I should pull back. Should remember who I am and what she is and all the reasons this can’t happen. Should maintain the careful distance that keeps both of us safe from consequences neither can afford.
Instead, I let my thumb trace the delicate line of her wrist, watching her pulse flutter beneath pale skin.
“Important enough that when I saw you lying there, bleeding, unconscious...” I stop, jaw working as I struggle with words that reveal too much. “Important enough that for a moment, I forgot everything else existed.”
Her eyes widen at the confession, and I see my own hunger reflected there. Not just physical attraction—though that burns between us—but something deeper. Recognition. Understanding. The acknowledgment that whatever this is between us has grown beyond simple captivity or protection.
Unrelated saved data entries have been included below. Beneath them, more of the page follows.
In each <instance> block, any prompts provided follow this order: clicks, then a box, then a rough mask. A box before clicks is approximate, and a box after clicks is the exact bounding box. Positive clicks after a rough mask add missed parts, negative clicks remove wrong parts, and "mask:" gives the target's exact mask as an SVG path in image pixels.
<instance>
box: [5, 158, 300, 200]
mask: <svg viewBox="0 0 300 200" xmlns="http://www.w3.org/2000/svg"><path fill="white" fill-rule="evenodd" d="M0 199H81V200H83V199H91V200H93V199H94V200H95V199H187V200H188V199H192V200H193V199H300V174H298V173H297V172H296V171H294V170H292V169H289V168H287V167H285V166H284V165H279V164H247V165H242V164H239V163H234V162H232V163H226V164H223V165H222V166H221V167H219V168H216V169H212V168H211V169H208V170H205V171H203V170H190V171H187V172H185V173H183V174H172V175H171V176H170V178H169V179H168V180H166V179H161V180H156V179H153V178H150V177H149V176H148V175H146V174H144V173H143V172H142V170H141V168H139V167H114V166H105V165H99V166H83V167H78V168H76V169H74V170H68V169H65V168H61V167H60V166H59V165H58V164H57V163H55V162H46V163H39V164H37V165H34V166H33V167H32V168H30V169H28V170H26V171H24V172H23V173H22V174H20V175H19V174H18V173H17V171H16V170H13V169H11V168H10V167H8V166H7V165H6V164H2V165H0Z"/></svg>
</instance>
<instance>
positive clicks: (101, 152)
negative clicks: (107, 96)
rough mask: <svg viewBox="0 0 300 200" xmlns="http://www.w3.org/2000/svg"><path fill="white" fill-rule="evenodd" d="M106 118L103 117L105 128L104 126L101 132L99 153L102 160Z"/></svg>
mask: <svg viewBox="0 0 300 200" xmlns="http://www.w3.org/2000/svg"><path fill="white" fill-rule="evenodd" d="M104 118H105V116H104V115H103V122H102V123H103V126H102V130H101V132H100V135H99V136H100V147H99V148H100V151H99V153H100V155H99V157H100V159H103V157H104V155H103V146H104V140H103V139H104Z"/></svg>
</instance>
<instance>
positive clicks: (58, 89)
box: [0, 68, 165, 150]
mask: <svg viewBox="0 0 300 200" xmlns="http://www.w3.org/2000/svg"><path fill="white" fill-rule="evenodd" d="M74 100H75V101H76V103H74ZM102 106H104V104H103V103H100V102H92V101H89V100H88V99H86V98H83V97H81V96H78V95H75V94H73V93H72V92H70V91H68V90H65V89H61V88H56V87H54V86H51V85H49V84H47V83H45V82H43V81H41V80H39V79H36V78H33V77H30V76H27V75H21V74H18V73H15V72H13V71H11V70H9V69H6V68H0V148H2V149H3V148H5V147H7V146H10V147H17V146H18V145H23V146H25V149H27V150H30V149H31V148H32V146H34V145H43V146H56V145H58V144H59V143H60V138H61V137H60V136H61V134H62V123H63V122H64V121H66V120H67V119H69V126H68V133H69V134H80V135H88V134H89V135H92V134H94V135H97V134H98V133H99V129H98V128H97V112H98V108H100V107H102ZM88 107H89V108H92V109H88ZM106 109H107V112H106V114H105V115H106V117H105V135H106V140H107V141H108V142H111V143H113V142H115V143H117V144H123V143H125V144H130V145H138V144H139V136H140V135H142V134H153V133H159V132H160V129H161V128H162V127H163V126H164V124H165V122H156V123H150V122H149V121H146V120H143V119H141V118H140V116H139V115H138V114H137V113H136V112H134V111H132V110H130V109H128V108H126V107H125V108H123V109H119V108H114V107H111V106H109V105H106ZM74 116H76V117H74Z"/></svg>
“Vlorn.” My name on her lips is soft, wondering, changed by what’s building in the charged air between us.
“This is dangerous,” I warn, but my voice lacks conviction. My hand has moved from her wrist to cup her face, thumb tracing the delicate line of her cheekbone. “For both of us.”
“I know.” Her voice is breathless now, but steady. “I don’t care.”
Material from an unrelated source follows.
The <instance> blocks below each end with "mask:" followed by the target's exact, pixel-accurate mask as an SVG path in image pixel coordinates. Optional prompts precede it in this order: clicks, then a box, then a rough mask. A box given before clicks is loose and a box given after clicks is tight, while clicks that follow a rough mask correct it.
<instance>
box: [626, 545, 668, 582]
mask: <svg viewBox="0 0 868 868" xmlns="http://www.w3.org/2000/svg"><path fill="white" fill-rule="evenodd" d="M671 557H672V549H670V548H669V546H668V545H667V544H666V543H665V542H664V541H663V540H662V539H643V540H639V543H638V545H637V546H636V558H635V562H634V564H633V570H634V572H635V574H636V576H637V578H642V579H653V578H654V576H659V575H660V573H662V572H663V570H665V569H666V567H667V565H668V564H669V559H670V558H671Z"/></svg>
The admission breaks something inside me that I’ve been holding in check since the moment I first saw her. All the reasons this is impossible, all the political considerations and practical concerns, burn away under the weight of want and need and hope I’d buried long ago.
“You should care,” I tell her, even as I lean closer. “You should be afraid of me.”
“Why?” She tilts her face up toward mine, eyes blazing with challenge and invitation in equal measure. “Because you’re big? Because you’re dangerous? Because you could hurt me if you wanted to?”
“Yes.”
“But you won’t.” It’s not a question—it’s a statement of absolute certainty that hits me harder than any blade. “You won’t hurt me because you don’t want to. Because whatever this is between us, it matters to you.”
She’s right, and the knowledge terrifies me more than any enemy army ever could. She matters. Somewhere between the ceremonial shackles and the shared maps and the sight of her working to save my fortress with her own blood, she’s become essential to my existence in ways I’m not ready to examine.